I had such an experience a couple of weeks on a Friday morning. I got up early, as I often do on a Friday, to go for a morning bike ride. I emerged out of the house and realised it had rained during the night. On a fine morning, I go straight to the shed and get my bike out, but, last week, I wandered down the drive to check how much water was still on the road and to look at the sky to see if was likely to rain, while I was out on the road. I am unashamedly a fair-weather cyclist! As I walked down the drive, several magpies started calling to each other, and, I think, to me too. They are a family that live on the school grounds and they hang around our place occasionally. For a moment, this family of magpies were singing the most beautiful song. I felt like I had been given a moment of beauty: a sacramental moment, a moment when the beauty of this benevolent, divine presence broke into the world and gave me a glimpse of something truly beautiful.

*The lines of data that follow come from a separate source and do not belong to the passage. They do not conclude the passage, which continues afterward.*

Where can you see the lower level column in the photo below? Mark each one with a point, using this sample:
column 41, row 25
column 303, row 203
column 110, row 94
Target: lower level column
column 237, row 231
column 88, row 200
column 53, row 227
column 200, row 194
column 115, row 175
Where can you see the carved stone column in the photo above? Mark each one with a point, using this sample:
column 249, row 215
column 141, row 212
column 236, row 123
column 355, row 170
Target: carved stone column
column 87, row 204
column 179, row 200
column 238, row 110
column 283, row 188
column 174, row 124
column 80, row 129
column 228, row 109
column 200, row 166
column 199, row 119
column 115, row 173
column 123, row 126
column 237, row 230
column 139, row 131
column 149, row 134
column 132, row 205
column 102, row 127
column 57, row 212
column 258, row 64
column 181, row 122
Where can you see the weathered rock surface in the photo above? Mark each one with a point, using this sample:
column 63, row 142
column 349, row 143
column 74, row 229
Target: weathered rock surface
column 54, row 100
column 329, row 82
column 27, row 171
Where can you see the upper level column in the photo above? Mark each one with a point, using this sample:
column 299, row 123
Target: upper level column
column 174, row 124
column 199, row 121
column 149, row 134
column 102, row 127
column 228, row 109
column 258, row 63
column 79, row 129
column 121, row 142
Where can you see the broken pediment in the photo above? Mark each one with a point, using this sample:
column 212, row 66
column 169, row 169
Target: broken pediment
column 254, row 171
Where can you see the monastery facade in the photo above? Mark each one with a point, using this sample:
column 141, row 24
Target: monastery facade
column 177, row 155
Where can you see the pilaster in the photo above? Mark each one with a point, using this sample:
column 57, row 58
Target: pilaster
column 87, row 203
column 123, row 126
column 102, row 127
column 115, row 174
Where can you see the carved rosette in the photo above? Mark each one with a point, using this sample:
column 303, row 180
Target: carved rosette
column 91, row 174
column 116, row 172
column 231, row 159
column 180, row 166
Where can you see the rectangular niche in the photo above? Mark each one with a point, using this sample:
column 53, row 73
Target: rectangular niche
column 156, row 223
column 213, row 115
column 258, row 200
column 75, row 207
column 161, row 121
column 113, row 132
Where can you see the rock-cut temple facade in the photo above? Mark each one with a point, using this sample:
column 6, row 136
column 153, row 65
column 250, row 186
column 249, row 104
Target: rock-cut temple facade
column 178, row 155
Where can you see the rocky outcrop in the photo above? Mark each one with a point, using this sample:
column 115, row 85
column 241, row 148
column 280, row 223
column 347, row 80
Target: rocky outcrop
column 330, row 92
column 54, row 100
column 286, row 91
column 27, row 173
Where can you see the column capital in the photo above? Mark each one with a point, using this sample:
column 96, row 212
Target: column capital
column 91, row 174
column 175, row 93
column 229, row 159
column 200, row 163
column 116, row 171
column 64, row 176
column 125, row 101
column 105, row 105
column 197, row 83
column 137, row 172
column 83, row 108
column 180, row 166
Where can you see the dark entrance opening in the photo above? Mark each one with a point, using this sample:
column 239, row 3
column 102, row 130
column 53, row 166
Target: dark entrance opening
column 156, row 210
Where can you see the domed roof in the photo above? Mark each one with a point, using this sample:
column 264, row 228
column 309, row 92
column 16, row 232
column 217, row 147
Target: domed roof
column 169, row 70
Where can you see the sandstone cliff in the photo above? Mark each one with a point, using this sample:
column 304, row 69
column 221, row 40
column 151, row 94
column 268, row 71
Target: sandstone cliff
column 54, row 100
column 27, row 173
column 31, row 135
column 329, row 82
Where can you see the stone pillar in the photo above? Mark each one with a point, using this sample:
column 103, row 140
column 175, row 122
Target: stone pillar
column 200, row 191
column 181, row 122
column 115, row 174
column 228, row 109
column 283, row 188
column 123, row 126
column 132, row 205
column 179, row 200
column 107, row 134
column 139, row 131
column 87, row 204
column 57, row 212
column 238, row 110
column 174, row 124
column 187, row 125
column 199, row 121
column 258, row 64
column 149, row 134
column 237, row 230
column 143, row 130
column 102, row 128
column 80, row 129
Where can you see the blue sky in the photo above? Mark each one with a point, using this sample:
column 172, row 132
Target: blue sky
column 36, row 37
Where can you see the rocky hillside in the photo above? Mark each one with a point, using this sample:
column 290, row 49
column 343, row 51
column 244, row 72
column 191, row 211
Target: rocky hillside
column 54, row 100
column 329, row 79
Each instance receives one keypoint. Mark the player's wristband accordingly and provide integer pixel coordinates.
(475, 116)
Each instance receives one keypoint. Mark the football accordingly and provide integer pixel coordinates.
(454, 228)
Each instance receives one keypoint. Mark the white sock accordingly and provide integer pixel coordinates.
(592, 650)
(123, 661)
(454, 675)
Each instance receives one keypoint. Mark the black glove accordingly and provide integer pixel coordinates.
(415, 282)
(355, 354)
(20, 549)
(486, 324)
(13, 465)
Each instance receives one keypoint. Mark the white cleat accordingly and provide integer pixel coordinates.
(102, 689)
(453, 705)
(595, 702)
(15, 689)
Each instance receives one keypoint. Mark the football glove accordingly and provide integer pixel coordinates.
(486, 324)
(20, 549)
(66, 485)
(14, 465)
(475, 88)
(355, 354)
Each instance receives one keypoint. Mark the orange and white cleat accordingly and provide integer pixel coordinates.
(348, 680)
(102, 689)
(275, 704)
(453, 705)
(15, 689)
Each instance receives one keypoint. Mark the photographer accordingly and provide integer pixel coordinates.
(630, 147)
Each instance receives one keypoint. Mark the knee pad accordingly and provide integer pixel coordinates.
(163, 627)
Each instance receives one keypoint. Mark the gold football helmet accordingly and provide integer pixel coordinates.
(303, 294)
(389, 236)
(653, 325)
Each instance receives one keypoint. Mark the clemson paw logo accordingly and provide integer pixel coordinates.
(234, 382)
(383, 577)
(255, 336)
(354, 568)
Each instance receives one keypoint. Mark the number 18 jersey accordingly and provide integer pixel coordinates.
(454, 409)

This benevolent presence invites us to participate in what it is trying to do in the world. There are descriptions of this in the Bible, if you look for them. One is from the book of Proverbs in the Old Testament, in which we have a lovely picture of wisdom, being present with the Creator. Just notice these extraordinary words, written probably close to 3000 years ago: “When he marked out the foundations of the earth, then I was beside him, like a master worker; and I was daily his delight, rejoicing before him always, rejoicing in his inhabited world and delighting in the human race.”

This benevolent presence has different names: wisdom, energy, the light that John talks about at the start of his Gospel. As a Christian I happily use the language of the divine, of God, but whatever language makes sense to you, I encourage you to accept the invitation to work with this divine presence. Work with it, because in doing so your life will be so much more extraordinary. Even if I’m wrong about the language of God, there’s a really good chance that I and millions of others around the world are right about the concept. And if there’s a chance that the idea is right, that there is a wisdom, an energy behind all things, then why wouldn’t you want to work with it, not against it? If it’s true that there is a deeper meaning to life than just the material, that there’s something more profound than just what we can see, then why wouldn’t you want to work with it?

I know that in those moments when I’ve tried to work with everything that is good, beautiful and right, that life has gone so much better! It’s when I’ve deliberately worked against everything that is good, that things have gone pair-shaped!

This way of life is the way of humility and sometimes self-sacrifice. The Gospel reading for Christ the King Sunday is quite deliberately chosen. This year it is from St Luke’s Gospel (23: 33–43), when Jesus becomes the exact opposite of what the Romans and his fellow Jews expected a king to be. He is the king on the cross, the humble one who gives everything for others and is crucified for it.

The Romans, in particular, would simply not have understood this as a moment of triumph. There could be glory in death, but such glory would be found on the battlefield: an honourable death, having fought courageously for the glory of Rome. Death by crucifixion, on the other hand, was a shameful death. Even for the Jewish people of the time, although they had more than a passing understanding of the transformative effect of suffering, this was not what they expected their Messiah to be.

Yet, in this moment, in this disgraceful death, Jesus has the strength and the wisdom to be compassionate to another, the 2nd thief, who in the last moments of his own life turns to Christ and asks Jesus to remember him; and Jesus, in this extraordinary moment of love, promises that he would join him in paradise. Even at the last, Jesus is gracious to those around him in need.

So, are you prepared? Are you ready to live a life of self-giving love, of humility and service? The only way I know how to do this, avoiding both false humility and self-serving arrogance, is to have a faith in this benevolent presence, in wisdom, in the wonderfully beautiful energy that is behind all things, and work with it for all that is good. We have a faith that this energy, God, wisdom, the light, will look after us, come what may, and support us through everything. I invite you to commit yourself the way of this ancient religion, because it will bring you strength and courage that you didn’t realise you had.